Zwei der älteren Herren, Alois und Wilhelm, wollen abends Kreuzberg unsicher machen. Im Trinkteufel lernen sie dann auch echte Rocker kennen - mit Tattoos und langen Haaren. Einer von ihnen hat AC/DC auf seinem Rücken tätowiert und eine Gitarre dabei. Man spielt gemeinsam Highway to Hell - das einzige Rocklied, zu dem Alois und Wilhelm den Text kennen. Die Kneipenbesucher sind begeistert von den beiden: "Da kommen zwei Opas rein und spielen die Lieder unserer alten Coverband. Also irgendwie war das so ein kleiner, heiliger Moment. Ich möchte auch so alt werden."

In solchen Momenten vergisst man, dass die Recken von AC/DC selbst fast Opas sind, und die Matadoren von Rolling Stones und The Who schon längst im Rentenalter angekommen sind. Konsequent also, dass Rentner die Songs von Rentnern singen. Oldies like Oldies.

Nächste Probe, nächste Herausforderung. Der Chor wird nach Singstimmen aufgeteilt - Bass, Tenor, Alt und Sopran. Viele haben die drei Wörter, die sie gelernt haben, schon wieder vergessen und manch einer singt statt Highway to Hell lieber "Highway to Health" (Autobahn zur Gesundheit). Rollstuhlfahrer Gerhard meint, das sei doch das Lied "mit der Straße, die zur Hölle läuft". Da hat er ja auch recht.

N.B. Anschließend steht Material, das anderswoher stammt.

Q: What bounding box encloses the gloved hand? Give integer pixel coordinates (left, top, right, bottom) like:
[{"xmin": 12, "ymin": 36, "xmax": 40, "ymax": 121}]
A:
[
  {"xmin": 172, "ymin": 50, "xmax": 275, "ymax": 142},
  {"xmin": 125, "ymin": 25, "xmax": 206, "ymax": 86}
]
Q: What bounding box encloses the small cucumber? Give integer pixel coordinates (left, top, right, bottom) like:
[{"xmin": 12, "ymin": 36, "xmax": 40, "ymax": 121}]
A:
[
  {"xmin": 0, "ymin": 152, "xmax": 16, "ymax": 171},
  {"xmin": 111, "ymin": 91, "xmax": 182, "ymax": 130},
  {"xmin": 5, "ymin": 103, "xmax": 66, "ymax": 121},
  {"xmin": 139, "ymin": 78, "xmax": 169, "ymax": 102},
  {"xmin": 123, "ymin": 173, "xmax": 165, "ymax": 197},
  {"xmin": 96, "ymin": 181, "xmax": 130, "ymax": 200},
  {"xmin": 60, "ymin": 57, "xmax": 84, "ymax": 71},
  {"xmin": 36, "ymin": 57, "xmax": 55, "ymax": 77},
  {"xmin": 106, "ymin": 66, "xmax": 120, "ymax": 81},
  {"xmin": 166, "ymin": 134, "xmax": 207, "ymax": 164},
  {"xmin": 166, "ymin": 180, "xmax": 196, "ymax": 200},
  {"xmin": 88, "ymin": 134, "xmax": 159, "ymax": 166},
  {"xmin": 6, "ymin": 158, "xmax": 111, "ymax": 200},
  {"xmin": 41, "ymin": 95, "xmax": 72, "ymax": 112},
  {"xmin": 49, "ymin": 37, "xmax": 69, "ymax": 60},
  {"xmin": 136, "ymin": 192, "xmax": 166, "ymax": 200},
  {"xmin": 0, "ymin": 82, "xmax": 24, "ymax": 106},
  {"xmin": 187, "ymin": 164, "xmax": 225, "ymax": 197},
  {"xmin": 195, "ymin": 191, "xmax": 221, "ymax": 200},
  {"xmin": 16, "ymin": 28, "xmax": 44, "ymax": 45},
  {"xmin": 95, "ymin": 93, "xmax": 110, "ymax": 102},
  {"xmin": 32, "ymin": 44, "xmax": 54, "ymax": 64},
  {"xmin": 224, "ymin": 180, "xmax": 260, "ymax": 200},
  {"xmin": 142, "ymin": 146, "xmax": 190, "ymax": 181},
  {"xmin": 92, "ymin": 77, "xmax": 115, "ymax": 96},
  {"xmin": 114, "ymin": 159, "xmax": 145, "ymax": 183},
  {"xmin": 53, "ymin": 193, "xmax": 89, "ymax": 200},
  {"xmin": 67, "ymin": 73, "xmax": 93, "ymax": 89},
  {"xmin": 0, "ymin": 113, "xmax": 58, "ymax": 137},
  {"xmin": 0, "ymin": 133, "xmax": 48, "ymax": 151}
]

Magda und Doris im Verbrauchermarkt

Am Schluss der Proben kriegt jeder der Teilnehmer eine CD mit dem Lied in seiner Tonlage zum Üben. Das verursacht das nächste Problem: Eine Teilnehmerin, Magda, hat gar keine Anlage, mit der sie die Scheibe abspielen könnte. Also geht Doris mit ihr zu Media Markt. Bis sie sich schlussendlich von einem Angestellten beraten lassen. Am Ende albern sie ausgelassen vor der Kamera herum.

Die Botschaft der Doku-Soap ist klar. Renter haben was auf dem Kasten, man muss sie nur lassen. Und das spricht an, denn jeder fühlt sich davon betroffen. Im Prinzip beschäftigt sich Sat 1 nur mit dem Thema, über das keiner so gerne reden möchte, dem Älterwerden. Sehen wollten es offenbar auch nicht viele: Die erste Folge erreichte einen Marktanteil von 5,4 Prozent insgesamt. In der werberelevanten Zielgruppe zwischen 14 und 49 lief es mit 6,6 Prozent nicht wesentlich besser.

Im Prinzip tut Sat 1 mit diesem Projekt ja auch etwas Gutes. Die Rentner blühen auf, sie entfliehen der Einsamkeit. Man fragt sich allerdings, ob die Teilnehmer nach den drei Fernsehmonaten wieder in das Loch fallen, in dem sie gesteckt haben. Bis dahin zählt die Parole des Rentnerrockers Wilhelm: "Wir leben noch!"